Chris Dylan/El Paso, Texas

Pure fantastical opium … those were the days. I remember when people used a concoction containing opium to calm their crying children. Lucky for me, I was a fussy baby. The problem here is that your QL spasm is a response to your disc herniation, and no amount of pharmaceutical placation will resolve that.

Eighteen Red Bulls these days will probably just give you some funky heartbeats. Back in the mid 1990s when you could only buy them in Asia and they contained some truly potent amphetamines, 18 might have been fatal!

Five grams of vitamin C is a long shot even for hippies. Although research suggests high doses of C can reduce the duration of a chest infection, I’ve seen nothing to suggest it operates as an analgesic.

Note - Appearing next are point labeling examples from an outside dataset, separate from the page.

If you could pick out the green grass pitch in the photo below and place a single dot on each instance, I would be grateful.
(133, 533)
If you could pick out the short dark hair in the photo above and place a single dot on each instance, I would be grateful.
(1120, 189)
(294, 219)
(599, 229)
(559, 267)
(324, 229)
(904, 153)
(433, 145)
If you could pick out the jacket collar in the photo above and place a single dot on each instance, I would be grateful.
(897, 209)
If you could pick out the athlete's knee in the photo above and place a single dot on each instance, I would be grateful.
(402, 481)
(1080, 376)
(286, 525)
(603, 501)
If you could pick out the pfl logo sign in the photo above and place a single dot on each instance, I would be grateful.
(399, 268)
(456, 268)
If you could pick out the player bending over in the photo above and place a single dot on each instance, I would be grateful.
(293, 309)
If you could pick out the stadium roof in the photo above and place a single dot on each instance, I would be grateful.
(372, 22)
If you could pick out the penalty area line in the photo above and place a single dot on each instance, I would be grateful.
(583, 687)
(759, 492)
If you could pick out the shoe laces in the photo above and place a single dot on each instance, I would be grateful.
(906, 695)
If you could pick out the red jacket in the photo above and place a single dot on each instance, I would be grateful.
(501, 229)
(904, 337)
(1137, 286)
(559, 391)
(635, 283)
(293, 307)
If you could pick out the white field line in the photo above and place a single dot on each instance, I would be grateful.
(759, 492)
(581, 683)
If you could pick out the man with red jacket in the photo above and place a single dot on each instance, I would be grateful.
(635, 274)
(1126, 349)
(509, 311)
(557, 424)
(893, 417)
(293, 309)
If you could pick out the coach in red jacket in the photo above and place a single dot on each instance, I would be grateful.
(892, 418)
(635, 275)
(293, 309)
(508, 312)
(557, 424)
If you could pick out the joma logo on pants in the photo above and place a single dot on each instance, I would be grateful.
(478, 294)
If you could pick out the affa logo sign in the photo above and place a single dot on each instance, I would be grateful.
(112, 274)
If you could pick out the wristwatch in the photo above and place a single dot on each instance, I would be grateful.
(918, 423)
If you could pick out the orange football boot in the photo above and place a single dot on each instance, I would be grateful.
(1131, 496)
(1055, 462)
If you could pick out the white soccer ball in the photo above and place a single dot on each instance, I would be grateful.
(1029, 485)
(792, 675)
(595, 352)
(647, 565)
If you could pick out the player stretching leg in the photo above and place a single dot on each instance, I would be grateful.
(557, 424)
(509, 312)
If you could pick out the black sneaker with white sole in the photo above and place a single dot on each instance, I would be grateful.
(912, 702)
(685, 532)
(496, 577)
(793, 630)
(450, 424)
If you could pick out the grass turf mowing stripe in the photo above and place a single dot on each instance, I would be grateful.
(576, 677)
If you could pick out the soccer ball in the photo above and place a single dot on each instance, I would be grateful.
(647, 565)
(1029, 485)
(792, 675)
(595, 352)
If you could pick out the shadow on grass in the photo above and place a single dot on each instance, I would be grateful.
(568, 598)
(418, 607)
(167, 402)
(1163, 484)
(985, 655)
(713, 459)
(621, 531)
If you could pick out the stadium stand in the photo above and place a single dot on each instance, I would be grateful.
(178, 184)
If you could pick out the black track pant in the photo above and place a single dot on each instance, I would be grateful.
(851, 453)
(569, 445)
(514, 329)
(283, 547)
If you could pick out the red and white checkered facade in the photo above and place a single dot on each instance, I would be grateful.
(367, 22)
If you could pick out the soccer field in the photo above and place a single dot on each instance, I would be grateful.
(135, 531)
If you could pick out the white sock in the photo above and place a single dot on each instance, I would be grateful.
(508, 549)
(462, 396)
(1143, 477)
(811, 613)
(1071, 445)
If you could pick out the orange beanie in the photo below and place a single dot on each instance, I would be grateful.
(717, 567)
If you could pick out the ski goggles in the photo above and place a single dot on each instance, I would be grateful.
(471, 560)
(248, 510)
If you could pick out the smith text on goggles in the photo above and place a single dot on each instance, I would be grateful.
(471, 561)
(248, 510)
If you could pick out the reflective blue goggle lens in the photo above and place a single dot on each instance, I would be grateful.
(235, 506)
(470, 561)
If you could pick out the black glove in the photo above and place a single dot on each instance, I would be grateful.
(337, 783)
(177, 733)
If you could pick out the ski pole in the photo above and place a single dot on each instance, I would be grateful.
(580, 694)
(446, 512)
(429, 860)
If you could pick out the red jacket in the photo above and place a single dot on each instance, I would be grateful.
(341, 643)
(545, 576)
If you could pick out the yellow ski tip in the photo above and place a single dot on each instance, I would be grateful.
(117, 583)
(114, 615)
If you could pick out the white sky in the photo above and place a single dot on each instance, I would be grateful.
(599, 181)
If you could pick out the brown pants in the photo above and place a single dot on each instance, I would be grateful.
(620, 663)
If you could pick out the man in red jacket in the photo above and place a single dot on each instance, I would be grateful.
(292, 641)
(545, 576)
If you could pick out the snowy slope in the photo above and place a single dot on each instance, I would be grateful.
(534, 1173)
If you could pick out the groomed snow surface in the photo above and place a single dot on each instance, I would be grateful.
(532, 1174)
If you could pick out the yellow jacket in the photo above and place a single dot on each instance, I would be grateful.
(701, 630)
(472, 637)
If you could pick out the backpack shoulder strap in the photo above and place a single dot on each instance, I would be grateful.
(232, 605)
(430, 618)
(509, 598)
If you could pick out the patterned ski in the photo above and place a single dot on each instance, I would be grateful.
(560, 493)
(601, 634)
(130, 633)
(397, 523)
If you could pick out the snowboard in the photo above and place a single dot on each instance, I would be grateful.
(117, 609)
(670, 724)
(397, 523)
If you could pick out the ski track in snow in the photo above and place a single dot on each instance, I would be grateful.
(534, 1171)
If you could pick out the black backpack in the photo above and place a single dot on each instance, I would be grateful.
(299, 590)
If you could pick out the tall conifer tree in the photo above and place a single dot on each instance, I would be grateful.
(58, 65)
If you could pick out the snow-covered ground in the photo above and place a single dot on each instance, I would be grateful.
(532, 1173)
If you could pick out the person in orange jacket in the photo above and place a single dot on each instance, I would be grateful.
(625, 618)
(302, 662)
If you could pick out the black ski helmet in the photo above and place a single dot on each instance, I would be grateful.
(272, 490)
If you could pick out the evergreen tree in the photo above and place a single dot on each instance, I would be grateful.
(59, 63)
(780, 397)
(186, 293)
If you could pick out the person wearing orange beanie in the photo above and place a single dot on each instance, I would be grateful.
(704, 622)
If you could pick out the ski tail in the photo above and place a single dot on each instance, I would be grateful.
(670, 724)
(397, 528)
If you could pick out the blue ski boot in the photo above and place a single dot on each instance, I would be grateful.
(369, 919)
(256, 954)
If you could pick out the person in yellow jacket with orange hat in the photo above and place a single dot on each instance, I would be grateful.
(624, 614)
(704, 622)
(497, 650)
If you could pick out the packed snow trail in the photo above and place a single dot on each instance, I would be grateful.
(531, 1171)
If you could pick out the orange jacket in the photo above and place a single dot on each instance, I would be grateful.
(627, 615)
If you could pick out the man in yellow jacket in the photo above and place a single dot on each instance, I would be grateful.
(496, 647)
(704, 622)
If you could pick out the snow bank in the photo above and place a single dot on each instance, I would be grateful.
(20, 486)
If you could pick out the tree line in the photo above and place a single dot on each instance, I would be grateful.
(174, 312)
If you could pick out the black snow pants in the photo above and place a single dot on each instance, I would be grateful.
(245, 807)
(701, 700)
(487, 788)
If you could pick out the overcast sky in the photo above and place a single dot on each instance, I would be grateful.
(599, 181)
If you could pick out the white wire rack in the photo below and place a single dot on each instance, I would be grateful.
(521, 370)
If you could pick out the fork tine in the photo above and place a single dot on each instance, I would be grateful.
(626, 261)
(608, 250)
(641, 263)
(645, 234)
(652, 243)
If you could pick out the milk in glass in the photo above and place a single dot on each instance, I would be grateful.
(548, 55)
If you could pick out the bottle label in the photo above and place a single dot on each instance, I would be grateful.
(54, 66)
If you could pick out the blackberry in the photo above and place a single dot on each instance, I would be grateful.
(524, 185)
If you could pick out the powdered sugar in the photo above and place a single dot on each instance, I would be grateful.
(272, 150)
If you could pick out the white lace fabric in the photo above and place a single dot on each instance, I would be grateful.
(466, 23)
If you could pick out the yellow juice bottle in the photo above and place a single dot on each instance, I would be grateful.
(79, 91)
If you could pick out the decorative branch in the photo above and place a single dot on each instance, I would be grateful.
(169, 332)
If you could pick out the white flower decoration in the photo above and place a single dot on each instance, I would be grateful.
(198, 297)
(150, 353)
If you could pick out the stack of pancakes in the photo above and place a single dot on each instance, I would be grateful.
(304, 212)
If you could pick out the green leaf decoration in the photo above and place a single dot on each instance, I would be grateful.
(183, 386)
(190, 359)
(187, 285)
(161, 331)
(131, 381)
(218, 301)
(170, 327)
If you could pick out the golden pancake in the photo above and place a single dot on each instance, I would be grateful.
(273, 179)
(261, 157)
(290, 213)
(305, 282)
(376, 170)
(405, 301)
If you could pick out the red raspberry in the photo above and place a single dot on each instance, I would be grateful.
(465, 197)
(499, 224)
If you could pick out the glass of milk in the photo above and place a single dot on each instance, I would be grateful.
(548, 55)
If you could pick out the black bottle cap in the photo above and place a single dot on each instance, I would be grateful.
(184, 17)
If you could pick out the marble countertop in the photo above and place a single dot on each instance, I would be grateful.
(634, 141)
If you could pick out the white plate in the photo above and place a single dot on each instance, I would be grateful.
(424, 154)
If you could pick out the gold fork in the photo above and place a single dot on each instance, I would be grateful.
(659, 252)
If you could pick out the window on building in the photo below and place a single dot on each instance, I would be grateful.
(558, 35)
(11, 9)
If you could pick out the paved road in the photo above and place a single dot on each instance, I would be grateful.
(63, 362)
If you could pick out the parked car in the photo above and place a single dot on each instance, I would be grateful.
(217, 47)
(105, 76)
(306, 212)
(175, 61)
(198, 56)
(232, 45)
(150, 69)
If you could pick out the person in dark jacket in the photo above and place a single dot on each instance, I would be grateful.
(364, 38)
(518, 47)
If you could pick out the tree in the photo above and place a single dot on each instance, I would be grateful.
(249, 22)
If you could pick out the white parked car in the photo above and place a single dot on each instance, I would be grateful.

Spinal surgery has come a long way, but you’d do well to avoid it until that Mack truck is so close you need to look left and right to see its headlights. The different surgical options depend on the severity of your disc issue, where it presents, and if it puts pressure on the exiting nerve root. Not least of all, it depends on how much pain you are in. Sometimes a bulge that appears moderate or even small can produce an inordinate level of discomfort, which, even without neural symptoms like numbness and weakness in your legs, can be rather debilitating in terms of life’s finer pleasures.

Although I think cortisone is bandied around like fairy floss at the carnival it does have some use in pain control if the bulge looks like it may resolve. Mostly they do, given enough time. Patience might allow you to avoid the risks of anesthetic, surgical malfunctions and issues associated with fused vertebra. That you have to at least try conservative management is a given. Osteopath, PT, chiro, acupuncturist, blah blah, whatever humps your camel. Do it, and if it doesn’t work try something else.

If all fails and life has lost its fun, see a surgeon, but don’t book anything this side of six months unless you’re in paroxysmal pain or need a catheter to pee. Ride it out as long as you can and give your body every opportunity to do what it does best—heal thyself!